Павловский как-то помрачнел и довольно сухо произнёс:
— Борис Яковлевич, вы позволите так вас называть?
— Конечно, конечно! — воскликнул Алёшкин.
— Девушки эти действительно работают хорошо. Поживёте, поближе узнаете их и сами убедитесь. Ну, а влюбляться в них у нас тут и без меня народу хватает, — закончил он уже более спокойным тоном.
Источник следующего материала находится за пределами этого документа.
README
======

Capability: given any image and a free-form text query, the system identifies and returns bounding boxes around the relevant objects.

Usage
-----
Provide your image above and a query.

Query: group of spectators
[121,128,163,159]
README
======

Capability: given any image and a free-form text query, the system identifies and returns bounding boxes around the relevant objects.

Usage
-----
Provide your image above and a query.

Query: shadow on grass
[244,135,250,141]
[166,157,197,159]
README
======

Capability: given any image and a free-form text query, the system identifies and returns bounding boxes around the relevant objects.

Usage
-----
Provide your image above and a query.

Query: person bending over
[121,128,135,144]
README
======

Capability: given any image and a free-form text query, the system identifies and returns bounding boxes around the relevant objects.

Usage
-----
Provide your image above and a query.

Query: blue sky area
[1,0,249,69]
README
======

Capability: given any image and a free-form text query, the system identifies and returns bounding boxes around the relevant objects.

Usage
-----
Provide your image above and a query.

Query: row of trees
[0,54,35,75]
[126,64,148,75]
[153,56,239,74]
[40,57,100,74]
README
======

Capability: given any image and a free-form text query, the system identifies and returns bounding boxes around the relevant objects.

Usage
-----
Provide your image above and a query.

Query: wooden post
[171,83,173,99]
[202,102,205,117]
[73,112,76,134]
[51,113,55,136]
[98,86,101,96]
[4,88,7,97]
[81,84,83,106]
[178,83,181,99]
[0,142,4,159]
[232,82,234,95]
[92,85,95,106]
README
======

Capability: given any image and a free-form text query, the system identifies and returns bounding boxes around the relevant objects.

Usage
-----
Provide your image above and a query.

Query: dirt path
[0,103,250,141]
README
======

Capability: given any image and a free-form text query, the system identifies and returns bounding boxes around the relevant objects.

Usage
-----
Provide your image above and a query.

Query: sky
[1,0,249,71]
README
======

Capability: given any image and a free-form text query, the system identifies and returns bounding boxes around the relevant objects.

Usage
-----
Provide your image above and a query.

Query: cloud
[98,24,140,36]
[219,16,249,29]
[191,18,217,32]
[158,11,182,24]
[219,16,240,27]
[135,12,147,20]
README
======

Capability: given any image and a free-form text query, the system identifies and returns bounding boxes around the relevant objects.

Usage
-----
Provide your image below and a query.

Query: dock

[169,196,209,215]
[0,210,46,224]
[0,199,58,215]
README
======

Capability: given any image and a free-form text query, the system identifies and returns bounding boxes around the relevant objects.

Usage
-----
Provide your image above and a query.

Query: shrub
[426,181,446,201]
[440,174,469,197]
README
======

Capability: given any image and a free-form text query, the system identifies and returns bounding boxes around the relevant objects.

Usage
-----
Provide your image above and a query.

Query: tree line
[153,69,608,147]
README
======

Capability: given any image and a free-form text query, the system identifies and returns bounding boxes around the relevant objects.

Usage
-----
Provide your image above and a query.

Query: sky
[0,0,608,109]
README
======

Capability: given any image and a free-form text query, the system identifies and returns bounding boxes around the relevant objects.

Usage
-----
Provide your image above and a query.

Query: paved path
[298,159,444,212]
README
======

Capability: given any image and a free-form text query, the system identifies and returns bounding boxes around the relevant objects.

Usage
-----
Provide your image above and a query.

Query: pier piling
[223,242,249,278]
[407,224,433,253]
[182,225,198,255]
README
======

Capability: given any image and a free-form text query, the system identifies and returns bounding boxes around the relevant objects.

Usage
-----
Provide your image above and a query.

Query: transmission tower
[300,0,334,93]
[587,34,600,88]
Обе девушки при фразе Бориса как-то смущённо опустили головы, сильно покраснели и, встав, попросили разрешения уйти. Алёшкин позволил. Понимая, что совершил какую-то ошибку, он решил сразу же поставить все точки над и:
— Вадим Константинович, простите, я своей нелепой шуткой какую-нибудь бестактность себе позволил? Может быть, у девушек тут женихи есть?
— Да нет, дело не в них… — ответил задумчиво Павловский. — Дело во мне. Неделю тому назад я получил извещение от сына, он у меня на флоте служит, в Кронштадте… Он сообщает, что в Ленинграде умерла моя жена. Она не захотела эвакуироваться, отказалась уезжать и со мной, так как, оставаясь в городе, могла видеться с приезжавшим туда сыном. Перенесла все лишения, связанные с блокадой и, хотя мы ей из своих пайков и помогали, чем могли, всё-таки заболела дистрофией, затем воспалением лёгких, и умерла. Ведь она тоже была уже немолода, всего на два года моложе меня, то есть ей было 55. Ну а ваша шутка девушкам, знавшим о моём горе, показалась неуместной, да и меня она смутила, и…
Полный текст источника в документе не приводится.